Benjamín estuvo un día más internado “y nunca me dijeron que volviera a controlarme, nadie me hizo un seguimiento”. El proyecto en debate sí contempla la llamada “atención post aborto”. “El miedo, eso es lo que recuerdo. Estaba angustiado y profundamente triste, me sentía solo. Miedo a morirme primero y miedo a la policía después. Despertarme y tener a la policía interrogándome fue muy violento, más teniendo en cuenta que yo era adolescente y estaba solo en una habitación, sin una pareja, sin nadie”.
“¿Qué creés que habría sido distinto si el aborto hubiera sido legal, seguro y gratuito en ese momento?”, es la pregunta de Infobae. “Todo. Podría haber ido directamente al hospital y contar la situación en la que estaba, mi decisión, y ser acompañado. Creo que no hubiera sentido todo ese miedo y que no hubiera corrido el riesgo de morirme, porque tuve suerte de que mis amigos me llevaron al hospital. Si yo hubiera estado solo capaz que me quedaba encerrado y me moría, y esa muerte iba a quedar totalmente invisibilizada”.
Paternidad trans
A los 20 años el paisaje de su vida había empezado a cambiar. Se había mudado a Cipolletti, había conseguido trabajo en un galpón de empaque y podía pagar su comida, su vivienda.
“En ese contexto conozco a un chico y al poco tiempo nos enteramos del embarazo. Fue mi decisión seguir adelante esa vez, porque ahora sí podía, sí quería, le podía dar de comer, comprarle ropita, pañales, y tenía al lado a una persona que se hizo cargo, que me dijo que iba a acompañar mi decisión, que estuvo presente y sigue estando presente hasta el día de hoy”.
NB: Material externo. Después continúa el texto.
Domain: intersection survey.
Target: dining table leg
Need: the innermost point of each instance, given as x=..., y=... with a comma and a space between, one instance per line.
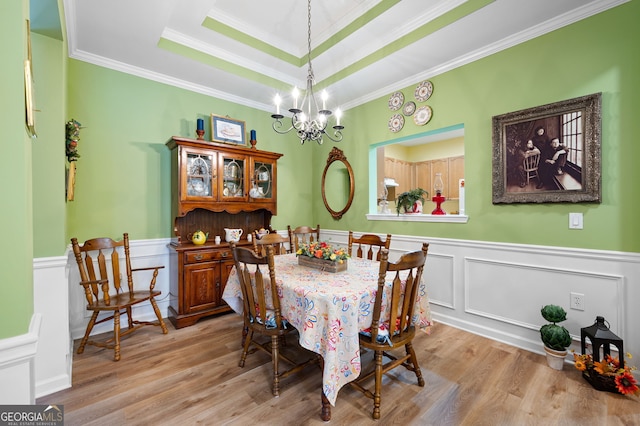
x=326, y=408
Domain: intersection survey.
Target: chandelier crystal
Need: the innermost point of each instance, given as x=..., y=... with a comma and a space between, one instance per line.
x=308, y=120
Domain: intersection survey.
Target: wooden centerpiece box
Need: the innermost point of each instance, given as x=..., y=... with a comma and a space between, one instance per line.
x=322, y=264
x=213, y=186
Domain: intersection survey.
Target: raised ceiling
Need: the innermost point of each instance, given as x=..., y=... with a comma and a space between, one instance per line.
x=245, y=51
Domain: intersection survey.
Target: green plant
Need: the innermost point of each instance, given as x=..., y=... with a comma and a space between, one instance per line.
x=554, y=336
x=72, y=130
x=407, y=199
Cuando su segunda hija tenía 5 años, Benjamín vio en Gran Hermano a Alejandro Iglesias, un joven que dijo “soy un varón trans” y le puso nombre a lo que a él le pasaba. “Yo también”, pensó Benjamín, es eso. En 2013 arrancó con el tratamiento de hormonización, después hizo el cambio registral para que su DNI dijera Benjamín, y todavía está peleando para poder actualizar los DNI de sus hijas (porque las partidas de nacimiento tienen su nombre anterior). El mismo día en que su hija mayor cumplía los 15, él entraba a un quirófano para sacarse las mamas.
Sus hijas -las llama “mis nenas”- ya tienen 20 y 15 años y tienen una gran relación. La mayor vive en pareja con un varón trans; la más chica, con él.
“Yo traté de enseñarles siempre que a las personas hay que respetarlas como son. Cuando les conté que estaba haciendo la transición, fue fantástico. A la más grande le costó menos, fue automático. La más chiquita fue haciendo una transición también, pasó de decir ‘mi mamá’, a decirme ‘ma’, a decirme ‘pa’, a llamarme ‘papá’. Ahora me dice ‘papá' y a mí se me cae la baba”, se despide Benjamín.
Sobre el final hace foco en una frase, la frase de los carteles en las marchas, la que dice “la maternidad será deseada o no será”. “Lo mismo corre para las paternidades trans, como la mía. La paternidad trans será deseada o no será”.